ENQUANTO SE PENSAR ASSIM, ASSIM VAI SER...

No último fim de semana (23 a 25 de março) aconteceu no Sesc Praia Formosa – Aracruz, o Primeiro Encontro dos Povos e Comunidades Tradicionais do Espírito Santo. O evento foi promovido pelo Instituto Sincades e realizado pela Secretaria de Estado da Cultura do Espírito Santo com apoio do Arquivo Público Estadual. Foram seis comunidades reunidas com o objetivo de promover a elaboração de uma carta contendo, entre outras coisas as reivindicações específicas de cada grupo.

Um dos efeitos mais significativos e imediatos da realização do encontro foi a diminuição do estranhamento que era visível na fala de todos representantes entre estes: ciganos, quilombolas, pomeranos, pescadores artesanais, indígenas e comunidades de terreiro. Brasil de vários Brasis, gentes e costumes muito diferentes, etnocentrismo, preconceito, tudo foi visto, revisto e debatido entre os grupos e dentro destes também.   
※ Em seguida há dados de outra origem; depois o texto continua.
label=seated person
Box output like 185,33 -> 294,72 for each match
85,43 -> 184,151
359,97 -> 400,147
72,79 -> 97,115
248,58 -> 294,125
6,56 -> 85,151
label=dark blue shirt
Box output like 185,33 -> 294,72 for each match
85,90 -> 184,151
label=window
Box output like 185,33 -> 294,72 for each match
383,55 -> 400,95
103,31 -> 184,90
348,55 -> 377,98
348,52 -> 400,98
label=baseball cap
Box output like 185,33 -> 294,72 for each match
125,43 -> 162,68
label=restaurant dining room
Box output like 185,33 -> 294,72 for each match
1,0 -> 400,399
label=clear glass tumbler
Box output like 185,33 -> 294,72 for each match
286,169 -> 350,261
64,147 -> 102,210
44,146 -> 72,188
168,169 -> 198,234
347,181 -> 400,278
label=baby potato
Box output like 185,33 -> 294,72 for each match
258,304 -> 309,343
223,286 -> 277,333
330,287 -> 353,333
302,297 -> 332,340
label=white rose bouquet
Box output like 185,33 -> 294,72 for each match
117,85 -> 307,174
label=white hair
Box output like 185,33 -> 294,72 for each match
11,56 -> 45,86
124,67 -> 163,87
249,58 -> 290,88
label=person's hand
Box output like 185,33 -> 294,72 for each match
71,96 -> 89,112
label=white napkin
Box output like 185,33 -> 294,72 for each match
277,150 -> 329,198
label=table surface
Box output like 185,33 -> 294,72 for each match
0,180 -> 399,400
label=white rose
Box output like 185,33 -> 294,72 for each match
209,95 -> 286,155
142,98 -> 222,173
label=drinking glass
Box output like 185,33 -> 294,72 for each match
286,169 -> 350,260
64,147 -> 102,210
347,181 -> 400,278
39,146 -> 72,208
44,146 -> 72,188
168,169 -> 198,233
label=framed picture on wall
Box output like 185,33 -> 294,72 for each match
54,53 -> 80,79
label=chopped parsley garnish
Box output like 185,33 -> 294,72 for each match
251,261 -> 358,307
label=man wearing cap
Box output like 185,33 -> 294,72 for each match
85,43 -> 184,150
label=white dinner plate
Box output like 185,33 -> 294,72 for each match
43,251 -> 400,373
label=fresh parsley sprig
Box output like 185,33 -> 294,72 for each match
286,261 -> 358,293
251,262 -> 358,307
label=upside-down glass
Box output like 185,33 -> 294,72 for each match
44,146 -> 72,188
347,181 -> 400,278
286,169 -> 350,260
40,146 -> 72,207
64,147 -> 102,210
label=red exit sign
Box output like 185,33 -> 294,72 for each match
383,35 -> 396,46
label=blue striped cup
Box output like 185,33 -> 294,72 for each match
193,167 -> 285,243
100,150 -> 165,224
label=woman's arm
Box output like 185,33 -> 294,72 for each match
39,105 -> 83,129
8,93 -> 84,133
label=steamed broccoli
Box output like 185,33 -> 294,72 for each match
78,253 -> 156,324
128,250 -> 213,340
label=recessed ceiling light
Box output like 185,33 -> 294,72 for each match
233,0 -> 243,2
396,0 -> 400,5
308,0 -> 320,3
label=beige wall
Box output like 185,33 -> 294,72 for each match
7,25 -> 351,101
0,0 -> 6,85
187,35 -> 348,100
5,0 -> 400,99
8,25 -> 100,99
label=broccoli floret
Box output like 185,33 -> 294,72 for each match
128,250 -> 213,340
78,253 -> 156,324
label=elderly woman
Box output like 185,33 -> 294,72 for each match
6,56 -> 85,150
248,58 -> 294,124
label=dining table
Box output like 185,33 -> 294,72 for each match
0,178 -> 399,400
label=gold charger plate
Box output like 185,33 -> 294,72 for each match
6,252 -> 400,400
A idéia de reunir essas vertentes em um mesmo ambiente provou ser mais do que interessante: demorou. Entre o grupo dos pomeranos, havia uma pessoa - apresentada como um estudioso - que mencionou e condenou o “estereótipo” criado em torno de sua cultura. Não nomeou, mas é fácil identificar a questão da língua, a religião, o casamento etc. É óbvio que “os pomeranos” são hoje muito mais do que isso, mas talvez não o seja para a mídia e até para um grupo muito grande deles mesmos.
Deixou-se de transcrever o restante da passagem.